31 Oct Oct. 31/12 – Op-ed: Stop the drift to private care by protecting public system
Published in the Chronicle Herald, October 31st, 2012
By Bill Swan, Board Member of the NS Citizen’s Health Care Network
“If we can’t afford public care, we sure as hell can’t afford private care,” Canadian health policy expert Raisa Deber quipped during a meeting some years ago in Toronto. It is one of the few truisms in health care.
The Oct. 24 editorial “Draft health bill: NDP rewrite puts system over patient” reveals biases toward a system that cares about profits over patients.
Clearly, the editorialist has bought into the mythos of private sector as saviour. Yet, there is no peer-reviewed research to support such a strong position — it is simply ideology. These notions were termed “zombies” by B.C.
health economist Bob Evans 20 years ago as no matter how often you quash a nonsensical idea, it keeps coming back.
Those who follow the healthcare debate know that “patient choice” is a euphemism in the U.S. used to perpetuate bloated private administrations — all the while ensuring that a population over twice the size of Canada is under-insured or uninsured.
So, rather than playing ideological games with Nova Scotia’s health care, we should look constructively at what the draft legislation does and discuss how to improve it for the benefit of all users of the health-care system.
Enshrining the principles of the Canada Health Act: Healthcare privatization is in direct conflict with the people’s will and has no legitimate empirical support. We waste time, energy and money pandering to forprofit proponents that could be used to find real solutions.
Nevertheless, the principles of the Canada Health Act must be in the actual legislation rather than the preamble, as recent court decisions successfully argued that preambles are not part of official legislation and therefore are unbinding.
Paying doctors : The draft goes far toward finally getting doctors off the fee-for-service treadmill.
Fee-for-service is why your doctor is always rushing or wasting your time by having you book another appointment. Many of the problems with our health care system can be directly tied to these built-in disincentives.
Opting out : Having pay rates for physicians who have opted out set at the same rate as the public system is a good start, as it eliminates incentive for providers to switch to the private sector. Similarly, patients who receive insured services from these providers will not be able to get reimbursed from provincial coff e rs.
However, there is no ban on private insurance for publicly insured services, nor does it explicitly prohibit co-mingling public and private services at individual clinics. These loopholes should be closed.
Extra billing & direct billing : The draft reinforces the ban on extra billing and prohibits direct billing such as the “convenience charge” for blood collection outside of the Halifax peninsula.
Queue jumping : The draft is very strong against queue jumping, explicitly stating that this violates the Canada Health Act and is prohibited. This reinforces the crucial concept that access to care be based on need and not ability to pay.
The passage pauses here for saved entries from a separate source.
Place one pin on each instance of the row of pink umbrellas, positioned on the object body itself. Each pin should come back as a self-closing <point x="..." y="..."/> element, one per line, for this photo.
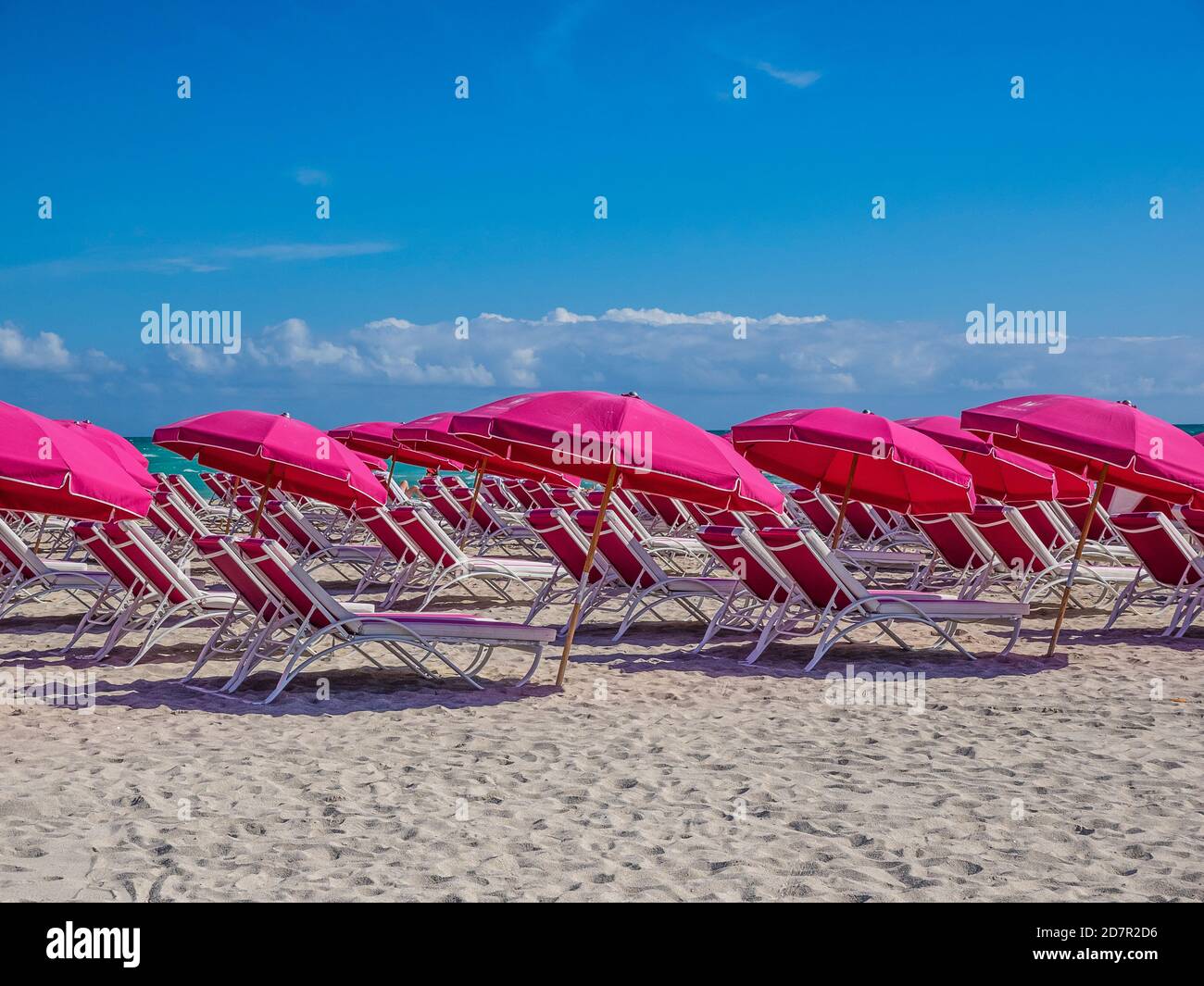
<point x="1027" y="448"/>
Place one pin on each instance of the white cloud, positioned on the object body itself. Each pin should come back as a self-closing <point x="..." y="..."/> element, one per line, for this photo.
<point x="311" y="176"/>
<point x="308" y="251"/>
<point x="48" y="353"/>
<point x="41" y="352"/>
<point x="796" y="79"/>
<point x="784" y="360"/>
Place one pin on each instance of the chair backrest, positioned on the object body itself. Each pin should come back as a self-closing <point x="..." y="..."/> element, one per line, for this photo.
<point x="625" y="514"/>
<point x="667" y="509"/>
<point x="1076" y="509"/>
<point x="947" y="541"/>
<point x="1010" y="537"/>
<point x="385" y="530"/>
<point x="221" y="555"/>
<point x="428" y="537"/>
<point x="633" y="565"/>
<point x="1160" y="547"/>
<point x="181" y="516"/>
<point x="91" y="535"/>
<point x="19" y="555"/>
<point x="187" y="492"/>
<point x="482" y="512"/>
<point x="438" y="499"/>
<point x="248" y="505"/>
<point x="157" y="516"/>
<point x="290" y="520"/>
<point x="540" y="495"/>
<point x="517" y="489"/>
<point x="731" y="545"/>
<point x="1043" y="524"/>
<point x="797" y="556"/>
<point x="822" y="519"/>
<point x="1193" y="520"/>
<point x="282" y="576"/>
<point x="497" y="493"/>
<point x="147" y="559"/>
<point x="858" y="517"/>
<point x="564" y="540"/>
The legislation should go further to protect patients by prohibiting health-care providers from receiving kickbacks or making referrals to clinics where they have financial interest.
Accountability : The legislation creates an arm’s-length appeal board that would consist of providers and “lay persons.” It would be restricted to reviewing a limited set of circumstances.
Accountability in this legislation must be more far-reaching, inclusive and transparent — from planning to delivery. The Provincial Health Council, for which legislation still exists, could be easily reconstituted to improve accountability.
We should ensure that the patient has direct access to their own personal health record, with amending rights, as a further step toward real accountability.
Moreover, the reporting of all uninsured services should be mandatory in order to understand the true magnitude of what people are being forced to pay out of pocket. Most importantly, as the move to “patient-oriented” health care accelerates, we must ensure that actual patients have a real role in the design, co-ordination and delivery of care.
Collaborative care : Family doctors are just one of the many options that should be available for patients to have real “choice.”
We must use appropriate services for the appropriate person at the appropriate time. This can include self-management of chronic care, better access to prescriptions, nurse practitioners, midwives, asthma educators, pharmacists, support groups, etc. This legislation should make it easier for the health care system to respond to the needs of the actual users of our system.
The proposed legislation has many important features that would stop the drift to private, for-profit care, but further changes are needed to protect, strengthen and extend public health care.
Bill Swan is deputy CEO, International Health Economics Association; co-chair, National Asthma Patient Alliance; and board member, Nova Scotia Citizens’ Health Care Network.